In a time when connected devices are changing the way humans interact with the world, vehicles can’t fall behind. The automotive industry is working at a vertiginous pace to fit into an increasingly connected world, and it has much to offer. Invented as a means of transport, now vehicles are going a step further and are learning to communicate. But, what does this exactly mean? Do they speak? Actually, kind of.
Connected vehicles can use their own communication system to interact with their surroundings and other vehicles. And, of course, with us humans. They are connected to a driving collective network where they exchange information using a kind of a ‘language’ specifically designed for vehicles. It’s called Vehicle-to-everything or V2X technology. This communication capability in connected vehicles is very useful in terms of driving efficiency and environmental sustainability, but especially to guarantee better safety conditions on the road.
But how can connected vehicles help to guarantee safer journeys? By sharing. They continuously send information about us, for example about our position, destination and speed, as well as receive information from others. At the same time, they analyse all that data around to give us driving advice through warning signals we receive in our vehicle. These alerts can be very different. For instance, to warn us that within 5 seconds a runner will cross a low visibility intersection ahead of us, or to inform us the traffic light will stay green during the next 50 seconds.

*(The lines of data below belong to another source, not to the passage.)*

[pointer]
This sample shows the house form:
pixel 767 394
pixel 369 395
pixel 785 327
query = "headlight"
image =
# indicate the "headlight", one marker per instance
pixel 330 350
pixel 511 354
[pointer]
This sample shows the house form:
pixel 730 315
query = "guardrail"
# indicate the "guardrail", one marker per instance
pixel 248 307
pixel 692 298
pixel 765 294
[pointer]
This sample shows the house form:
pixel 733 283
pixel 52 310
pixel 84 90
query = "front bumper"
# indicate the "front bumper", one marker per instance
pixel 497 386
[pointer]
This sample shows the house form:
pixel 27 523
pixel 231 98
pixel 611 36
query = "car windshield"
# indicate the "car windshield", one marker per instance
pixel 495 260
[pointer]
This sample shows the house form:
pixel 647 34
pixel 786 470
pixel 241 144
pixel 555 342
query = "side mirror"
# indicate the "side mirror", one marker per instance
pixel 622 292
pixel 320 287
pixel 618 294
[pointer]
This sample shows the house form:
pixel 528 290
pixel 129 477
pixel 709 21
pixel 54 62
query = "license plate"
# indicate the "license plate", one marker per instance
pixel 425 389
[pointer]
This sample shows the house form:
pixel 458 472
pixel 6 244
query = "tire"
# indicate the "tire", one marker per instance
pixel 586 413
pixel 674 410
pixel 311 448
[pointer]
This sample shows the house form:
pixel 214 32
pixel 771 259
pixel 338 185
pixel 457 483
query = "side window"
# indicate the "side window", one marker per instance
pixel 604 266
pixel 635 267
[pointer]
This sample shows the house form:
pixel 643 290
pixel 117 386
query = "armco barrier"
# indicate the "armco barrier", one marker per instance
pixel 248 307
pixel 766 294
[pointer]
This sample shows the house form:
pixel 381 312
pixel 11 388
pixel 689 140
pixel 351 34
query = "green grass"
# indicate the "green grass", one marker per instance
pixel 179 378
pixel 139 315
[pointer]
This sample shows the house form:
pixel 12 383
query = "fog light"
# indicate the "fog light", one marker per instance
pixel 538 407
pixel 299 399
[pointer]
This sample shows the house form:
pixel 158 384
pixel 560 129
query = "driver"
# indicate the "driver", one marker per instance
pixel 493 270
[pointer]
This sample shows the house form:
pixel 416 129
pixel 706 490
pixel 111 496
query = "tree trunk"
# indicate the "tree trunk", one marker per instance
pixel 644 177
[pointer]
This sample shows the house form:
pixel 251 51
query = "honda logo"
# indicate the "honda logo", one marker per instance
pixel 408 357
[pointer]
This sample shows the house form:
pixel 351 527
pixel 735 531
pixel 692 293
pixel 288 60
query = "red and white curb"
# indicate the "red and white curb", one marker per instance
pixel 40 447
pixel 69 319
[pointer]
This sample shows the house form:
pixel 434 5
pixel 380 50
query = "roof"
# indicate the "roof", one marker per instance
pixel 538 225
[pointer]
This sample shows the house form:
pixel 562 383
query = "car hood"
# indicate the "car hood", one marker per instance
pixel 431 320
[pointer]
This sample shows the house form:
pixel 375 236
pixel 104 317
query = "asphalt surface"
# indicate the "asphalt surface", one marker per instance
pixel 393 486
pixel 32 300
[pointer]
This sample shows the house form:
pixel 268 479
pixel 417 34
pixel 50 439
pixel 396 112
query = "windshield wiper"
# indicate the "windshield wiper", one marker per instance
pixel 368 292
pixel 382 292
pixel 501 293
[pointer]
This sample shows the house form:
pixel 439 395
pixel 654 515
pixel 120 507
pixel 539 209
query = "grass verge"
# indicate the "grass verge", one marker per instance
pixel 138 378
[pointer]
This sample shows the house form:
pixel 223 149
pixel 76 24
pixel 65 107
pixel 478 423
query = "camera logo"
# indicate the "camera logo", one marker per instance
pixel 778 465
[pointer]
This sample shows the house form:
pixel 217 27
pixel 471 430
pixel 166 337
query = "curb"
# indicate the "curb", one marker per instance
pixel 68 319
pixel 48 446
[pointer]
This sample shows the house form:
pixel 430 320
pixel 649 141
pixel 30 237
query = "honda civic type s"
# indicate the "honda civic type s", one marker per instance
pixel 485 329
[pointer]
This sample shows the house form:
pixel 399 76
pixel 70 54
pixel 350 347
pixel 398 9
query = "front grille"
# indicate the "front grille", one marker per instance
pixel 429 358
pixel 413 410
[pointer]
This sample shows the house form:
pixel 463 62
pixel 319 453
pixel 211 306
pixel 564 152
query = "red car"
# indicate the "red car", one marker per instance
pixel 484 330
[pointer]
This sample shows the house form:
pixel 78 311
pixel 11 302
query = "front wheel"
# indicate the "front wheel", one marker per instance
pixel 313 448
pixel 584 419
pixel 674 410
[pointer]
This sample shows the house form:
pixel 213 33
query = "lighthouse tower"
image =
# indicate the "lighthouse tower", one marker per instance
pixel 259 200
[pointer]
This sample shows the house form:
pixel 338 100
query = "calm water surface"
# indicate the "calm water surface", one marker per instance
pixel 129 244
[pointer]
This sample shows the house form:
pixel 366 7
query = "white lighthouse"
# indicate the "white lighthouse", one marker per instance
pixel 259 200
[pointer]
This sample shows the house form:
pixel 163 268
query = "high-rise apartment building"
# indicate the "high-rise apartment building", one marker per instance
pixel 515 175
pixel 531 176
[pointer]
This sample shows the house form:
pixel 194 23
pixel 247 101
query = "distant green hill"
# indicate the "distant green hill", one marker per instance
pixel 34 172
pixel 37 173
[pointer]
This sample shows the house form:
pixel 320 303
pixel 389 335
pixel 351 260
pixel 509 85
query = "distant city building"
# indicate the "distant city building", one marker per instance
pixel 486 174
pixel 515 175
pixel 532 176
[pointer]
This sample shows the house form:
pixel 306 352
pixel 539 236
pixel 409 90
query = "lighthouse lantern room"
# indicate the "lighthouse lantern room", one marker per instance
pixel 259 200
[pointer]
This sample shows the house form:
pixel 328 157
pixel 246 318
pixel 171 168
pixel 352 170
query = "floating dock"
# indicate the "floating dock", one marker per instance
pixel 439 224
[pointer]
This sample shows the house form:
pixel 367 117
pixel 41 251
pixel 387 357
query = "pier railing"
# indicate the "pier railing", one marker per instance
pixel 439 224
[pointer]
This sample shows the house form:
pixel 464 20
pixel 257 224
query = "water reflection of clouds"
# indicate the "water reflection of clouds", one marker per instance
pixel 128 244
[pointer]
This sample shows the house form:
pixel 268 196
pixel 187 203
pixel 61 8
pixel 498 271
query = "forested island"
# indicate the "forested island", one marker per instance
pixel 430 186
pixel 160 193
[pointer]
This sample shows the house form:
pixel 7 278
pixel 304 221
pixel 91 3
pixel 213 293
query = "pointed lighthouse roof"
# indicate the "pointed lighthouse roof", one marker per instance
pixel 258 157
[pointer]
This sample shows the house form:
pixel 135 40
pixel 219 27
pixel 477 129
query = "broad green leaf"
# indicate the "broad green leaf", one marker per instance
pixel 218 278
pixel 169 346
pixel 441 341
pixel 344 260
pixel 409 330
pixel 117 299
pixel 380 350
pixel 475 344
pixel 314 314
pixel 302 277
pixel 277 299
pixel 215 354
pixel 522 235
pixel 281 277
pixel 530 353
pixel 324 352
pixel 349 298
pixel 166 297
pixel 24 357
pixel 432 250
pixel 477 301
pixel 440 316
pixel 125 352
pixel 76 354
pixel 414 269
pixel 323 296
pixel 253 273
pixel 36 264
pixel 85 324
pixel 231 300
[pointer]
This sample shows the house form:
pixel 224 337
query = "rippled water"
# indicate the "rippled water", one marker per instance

Connected driving is reshaping the automotive industry in many ways and at DEKRA we are aware of its potential. For this reason, we are strongly building our service portfolio in this area and working on R&D projects of V2X. But this new technology will also transform our nearest future, so let’s discover more details about how connected vehicles work!
Technology behind connected vehicles
V2X: communication at the road
Vehicle-to-everything (V2X) is a communication system that, as its name points out, allows connected vehicles to communicate ‘with everything’. Does it mean literally with everything? Almost. A connected vehicle can communicate with another vehicle, pedestrian, device, infrastructure or network that speaks the same language: V2X. If not, they can’t understand each other.
V2X encompasses different types of vehicular communication depending on what the connected vehicle communicates with. There are various agents that are already defined: vehicles, pedestrians, devices, infrastructure and networks. But they might increase as long as the technology continues in development.
Vehicle calling to...
There is a specific way to name each type of communication established between connected vehicles and the agents. It consists of a formula formed by combining 'vehicle-to' (V2) with the agent concerned. This way, for instance, when a connected vehicle communicates with another, we talk about vehicle-to-vehicle (V2V) communication. And when a connected vehicle receives and sends information to pedestrians, vehicle-to-pedestrian (V2P) communication is established.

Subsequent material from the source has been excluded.